Another benefit of the change is it will allow new golfers who primarily play and post nine-hole rounds to have their handicap index updated in the same timely manner as those posting 18-hole rounds. “It will be responsive,” Edmondson said. “The next day that score will be reflected, as it should, and it will be based off the play of the day rather than the play off two days. That goes back to the consistency and more comparable.”

The impact of the change comes in conjunction with another alteration the USGA and R&A have announced for the WHS in 2024: a reduction in the minimum yardage for a course to be included in the Course Rating System. Previously, 18-hole courses had to be at least 3,000 yards and nine-hole course had to be 1,500 yards. Now must be 1,500 and 750 yards respectively.

This change reflects the rise in short courses as a place for new golfers to be introduced to and learn the game. The yardage reduction will translate to allowing these new players more opportunities to play rounds that can be posted for handicap purposes.

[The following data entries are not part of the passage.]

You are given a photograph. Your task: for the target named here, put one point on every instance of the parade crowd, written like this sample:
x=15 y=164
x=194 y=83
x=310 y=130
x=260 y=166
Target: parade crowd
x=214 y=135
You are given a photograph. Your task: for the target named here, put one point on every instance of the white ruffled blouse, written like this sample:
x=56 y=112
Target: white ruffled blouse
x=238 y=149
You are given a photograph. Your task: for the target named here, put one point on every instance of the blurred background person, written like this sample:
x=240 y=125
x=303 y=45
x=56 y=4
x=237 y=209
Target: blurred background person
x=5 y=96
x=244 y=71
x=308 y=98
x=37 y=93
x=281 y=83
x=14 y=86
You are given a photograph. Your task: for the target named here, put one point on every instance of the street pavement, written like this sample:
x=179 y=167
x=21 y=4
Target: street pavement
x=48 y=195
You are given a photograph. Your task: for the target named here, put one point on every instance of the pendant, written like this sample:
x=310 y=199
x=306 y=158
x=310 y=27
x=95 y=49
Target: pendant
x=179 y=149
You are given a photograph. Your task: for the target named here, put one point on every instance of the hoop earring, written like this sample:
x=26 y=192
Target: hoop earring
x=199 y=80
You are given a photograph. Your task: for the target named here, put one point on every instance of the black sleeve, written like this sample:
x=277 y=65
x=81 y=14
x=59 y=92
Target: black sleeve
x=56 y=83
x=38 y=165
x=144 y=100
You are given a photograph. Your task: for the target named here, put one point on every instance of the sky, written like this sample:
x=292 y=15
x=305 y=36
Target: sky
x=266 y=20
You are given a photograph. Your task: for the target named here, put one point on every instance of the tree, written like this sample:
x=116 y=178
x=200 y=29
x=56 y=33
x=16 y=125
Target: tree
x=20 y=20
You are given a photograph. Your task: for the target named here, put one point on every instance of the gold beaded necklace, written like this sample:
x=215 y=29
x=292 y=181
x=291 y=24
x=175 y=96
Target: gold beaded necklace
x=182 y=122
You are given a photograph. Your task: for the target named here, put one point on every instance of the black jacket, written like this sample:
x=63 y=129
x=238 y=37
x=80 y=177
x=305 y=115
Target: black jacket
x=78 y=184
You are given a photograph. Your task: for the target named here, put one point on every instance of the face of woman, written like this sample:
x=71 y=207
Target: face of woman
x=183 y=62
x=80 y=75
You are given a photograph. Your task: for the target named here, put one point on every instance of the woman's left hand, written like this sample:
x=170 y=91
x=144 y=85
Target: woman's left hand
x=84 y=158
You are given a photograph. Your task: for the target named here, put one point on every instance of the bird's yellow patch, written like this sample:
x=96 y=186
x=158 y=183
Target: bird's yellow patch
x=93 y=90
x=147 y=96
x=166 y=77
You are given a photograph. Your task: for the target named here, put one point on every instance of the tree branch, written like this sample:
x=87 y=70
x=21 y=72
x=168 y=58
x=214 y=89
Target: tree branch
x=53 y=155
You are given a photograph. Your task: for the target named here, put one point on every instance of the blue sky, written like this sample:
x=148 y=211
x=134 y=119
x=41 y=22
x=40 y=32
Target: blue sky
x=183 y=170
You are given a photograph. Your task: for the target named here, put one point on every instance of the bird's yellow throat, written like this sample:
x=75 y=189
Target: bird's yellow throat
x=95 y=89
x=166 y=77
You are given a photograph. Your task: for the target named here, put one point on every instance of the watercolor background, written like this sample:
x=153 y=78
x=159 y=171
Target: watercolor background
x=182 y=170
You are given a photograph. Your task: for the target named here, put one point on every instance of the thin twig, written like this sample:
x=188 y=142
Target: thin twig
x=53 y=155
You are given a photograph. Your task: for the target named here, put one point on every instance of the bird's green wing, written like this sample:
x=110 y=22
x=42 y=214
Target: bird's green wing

“Just over 700 par-3 courses in the United States alone are not part of the WHS today,” Edmondson said. “So somebody new coming into the game might not understand why they can’t get a handicap index based on that course, etc. This now brings them into the fold.”

According to USGA data, nine-hole rounds accounted for 21 percent of scores posted by new male golfers in the U.S., and more than 45 percent of scores posted by new female golfers. By providing more opportunities to utilize nine-hole rounds for handicap purposes, Edmondson says, “We are trying to make sure we are meeting the game where it is moving, meeting the golfers as they are playing it.”

Any lingering nine-hole scores will be recalculated under the new system in mid-January and any short-course score posted in the new year will show up around that time as well.

Another change to the WHS that will go into effect in 2024 comes in regard to the playing conditions calculation adjustments created in 2020. The PCC made sure the score you posted on a given day impacted your Index in relation to the average of all scores posted at that course that day. Say 20 mile-per-hour winds caused you to shoot in the high 80s when you normally post 78s and 79s. The WHS algorithm accounted for this to keep the score from negatively affecting your Index, particularly if all scores that day were high.

The PCC will continue to be in place, but will be applied more frequently as the statistical barrier on which an adjustment is triggered has been relaxed. According to Edmondson, the model in 2020 allowed for adjustments at a 5 to 10 percent rate. It will now come into play in 10 to 15 percent rate.

Additionally, the USGA and R&A will be offering additional guidance to handicap committees at clubs and courses to assist with conducting regular handicap reviews. Included in this will be new reporting tools that national associations can incorporate into their handicapping software to assist Committees in conducting the review process effectively and consistently.

Since the launch of the WHS, the number of people in the U.S. who have a handicap index has grown from 2.59 million in 2020 to 3.03 million in 2022 with another 394,321 added year to date in 2023.